Avoiding User Input Issues

Yii 2.0 General Discussions
1

I’m wanting advice as to the proper way to handle function arguments. With a controller action such as

public function actionPrintInvoice($id = false)
    {
        if (!$id) {
            throw new NotFoundHttpException(Yii::t('app', 'Invalid Request.'));
        }

        $id = HtmlPurifier::process($id);

        $modelInvoice = $this->findModel($id);
        $modelInvoiceItems = $modelInvoice->invoiceItems;
        return $this->render('print', [
            'modelInvoice' => $modelInvoice,
            'modelInvoiceItems' => (empty($modelInvoiceItems)) ? [new InvoicesItems] : $modelInvoiceItems,
        ]);
    }

Is using HTMLPurifier the proper route? Is simply using PHP’s is_numeric() too ‘weak’ from a security standpoint?
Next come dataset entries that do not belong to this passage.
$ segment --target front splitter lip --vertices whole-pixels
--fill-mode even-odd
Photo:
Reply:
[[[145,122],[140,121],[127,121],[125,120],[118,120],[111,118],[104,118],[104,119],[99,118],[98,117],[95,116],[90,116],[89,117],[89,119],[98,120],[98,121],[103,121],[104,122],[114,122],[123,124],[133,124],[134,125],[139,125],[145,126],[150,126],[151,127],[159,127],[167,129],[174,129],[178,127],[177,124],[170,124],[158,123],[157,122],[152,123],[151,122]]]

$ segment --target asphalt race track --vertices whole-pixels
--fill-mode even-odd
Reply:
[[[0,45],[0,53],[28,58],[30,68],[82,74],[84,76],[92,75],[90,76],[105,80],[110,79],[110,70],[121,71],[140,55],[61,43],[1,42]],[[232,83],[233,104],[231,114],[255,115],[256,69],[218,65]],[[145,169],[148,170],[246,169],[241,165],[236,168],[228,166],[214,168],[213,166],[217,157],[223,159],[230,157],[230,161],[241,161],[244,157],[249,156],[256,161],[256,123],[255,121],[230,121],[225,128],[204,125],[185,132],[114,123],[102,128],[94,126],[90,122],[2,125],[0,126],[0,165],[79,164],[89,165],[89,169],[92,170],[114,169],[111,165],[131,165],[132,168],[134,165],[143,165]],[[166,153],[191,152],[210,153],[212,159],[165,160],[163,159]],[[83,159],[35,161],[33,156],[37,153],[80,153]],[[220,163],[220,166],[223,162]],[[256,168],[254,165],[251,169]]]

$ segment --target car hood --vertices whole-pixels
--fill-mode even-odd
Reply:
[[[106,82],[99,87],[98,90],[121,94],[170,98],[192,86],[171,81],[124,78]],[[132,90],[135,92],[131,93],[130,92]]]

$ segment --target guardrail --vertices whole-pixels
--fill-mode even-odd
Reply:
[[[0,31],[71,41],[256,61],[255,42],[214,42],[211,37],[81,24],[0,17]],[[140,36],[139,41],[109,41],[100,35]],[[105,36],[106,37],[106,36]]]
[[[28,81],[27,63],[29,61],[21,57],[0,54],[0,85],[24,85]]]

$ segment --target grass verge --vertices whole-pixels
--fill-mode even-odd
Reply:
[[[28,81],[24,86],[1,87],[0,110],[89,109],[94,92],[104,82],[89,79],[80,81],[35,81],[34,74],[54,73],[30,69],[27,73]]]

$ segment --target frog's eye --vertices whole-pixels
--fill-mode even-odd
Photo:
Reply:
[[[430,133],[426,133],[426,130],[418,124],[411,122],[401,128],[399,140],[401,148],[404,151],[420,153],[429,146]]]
Just looking for a Best Practice approach that I can universally implement to try and minimize issues.

2

Hi @DBCreator,

There’s no need to use HtmlPurifier. Even a call to is_numeric() is redundant in this use case. As long as you are to use ActiveRecord methods only, you don’t have to worry about the user input for the query parameters.

https://www.yiiframework.com/doc/guide/2.0/en/security-best-practices#avoiding-sql-injections

2 Likes
3

Thank you for all your help softark!